Ama is one of those rare names that has arrived independently in multiple cultures, each time carrying its own resonance. In the Akan tradition of Ghana, Ama is a day name — a name given to girls born on Saturday, following the custom in which each day of the week corresponds to a name for children born under it. Day names in Akan culture are not merely labels but carry spiritual significance, connecting a child to the rhythms of time and community.
Ama thus belongs to a naming system that is among the most systematically thoughtful in the world. In Japanese, ama (海女 or 海人) refers to the legendary female pearl and abalone divers who have worked the coastal waters of Japan and Korea for over two thousand years. These women, known for diving to extraordinary depths without equipment, became figures of romantic and literary fascination — they appear in classical Japanese poetry in the Man'yōshū anthology and in woodblock prints by Hokusai and Utamaro.

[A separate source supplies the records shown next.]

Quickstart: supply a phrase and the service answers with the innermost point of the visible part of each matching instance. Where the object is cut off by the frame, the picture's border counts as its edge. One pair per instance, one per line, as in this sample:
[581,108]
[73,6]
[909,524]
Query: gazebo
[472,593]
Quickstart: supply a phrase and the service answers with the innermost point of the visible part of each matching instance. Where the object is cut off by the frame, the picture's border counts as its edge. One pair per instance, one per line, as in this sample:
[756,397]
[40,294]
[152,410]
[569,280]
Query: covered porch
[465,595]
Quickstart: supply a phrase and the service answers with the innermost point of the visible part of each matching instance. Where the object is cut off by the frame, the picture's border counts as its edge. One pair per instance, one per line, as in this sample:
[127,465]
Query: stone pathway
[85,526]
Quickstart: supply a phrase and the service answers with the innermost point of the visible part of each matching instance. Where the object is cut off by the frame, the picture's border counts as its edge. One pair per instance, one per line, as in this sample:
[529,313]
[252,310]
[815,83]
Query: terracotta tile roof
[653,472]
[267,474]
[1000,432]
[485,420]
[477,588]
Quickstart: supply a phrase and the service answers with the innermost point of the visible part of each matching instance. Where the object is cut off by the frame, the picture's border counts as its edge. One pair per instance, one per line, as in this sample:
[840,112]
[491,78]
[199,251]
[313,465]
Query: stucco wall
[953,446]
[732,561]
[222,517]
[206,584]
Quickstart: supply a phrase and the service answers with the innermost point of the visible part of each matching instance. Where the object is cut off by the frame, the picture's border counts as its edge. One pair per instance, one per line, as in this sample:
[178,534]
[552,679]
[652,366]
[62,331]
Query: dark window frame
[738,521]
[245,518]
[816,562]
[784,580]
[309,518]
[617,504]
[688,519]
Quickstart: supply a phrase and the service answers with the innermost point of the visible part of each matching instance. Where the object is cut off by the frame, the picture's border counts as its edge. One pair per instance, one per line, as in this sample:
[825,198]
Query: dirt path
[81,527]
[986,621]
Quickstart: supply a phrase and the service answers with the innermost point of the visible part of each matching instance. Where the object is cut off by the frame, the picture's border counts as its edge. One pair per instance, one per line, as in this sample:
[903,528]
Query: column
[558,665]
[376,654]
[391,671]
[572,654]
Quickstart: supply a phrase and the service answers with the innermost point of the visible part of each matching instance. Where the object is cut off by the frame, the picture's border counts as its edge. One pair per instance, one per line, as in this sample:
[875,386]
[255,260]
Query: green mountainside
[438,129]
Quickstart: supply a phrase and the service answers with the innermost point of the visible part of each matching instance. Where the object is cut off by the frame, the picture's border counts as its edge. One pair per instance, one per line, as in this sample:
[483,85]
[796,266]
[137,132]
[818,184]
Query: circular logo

The word carries connotations of strength, wildness, and a certain elemental freedom. In a different register, ama in Latin and Spanish simply means she loves, from the verb amare. As a given name in the contemporary West, Ama functions as a name of striking brevity and warmth.
Three letters, two syllables, no hard edges. It has gained visibility partly through the West African diaspora and partly through a general appetite for short, global-sounding names. It pairs effortlessly with longer surnames and is genuinely cross-cultural — a rare quality that makes it feel at home in many contexts without belonging exclusively to any single tradition.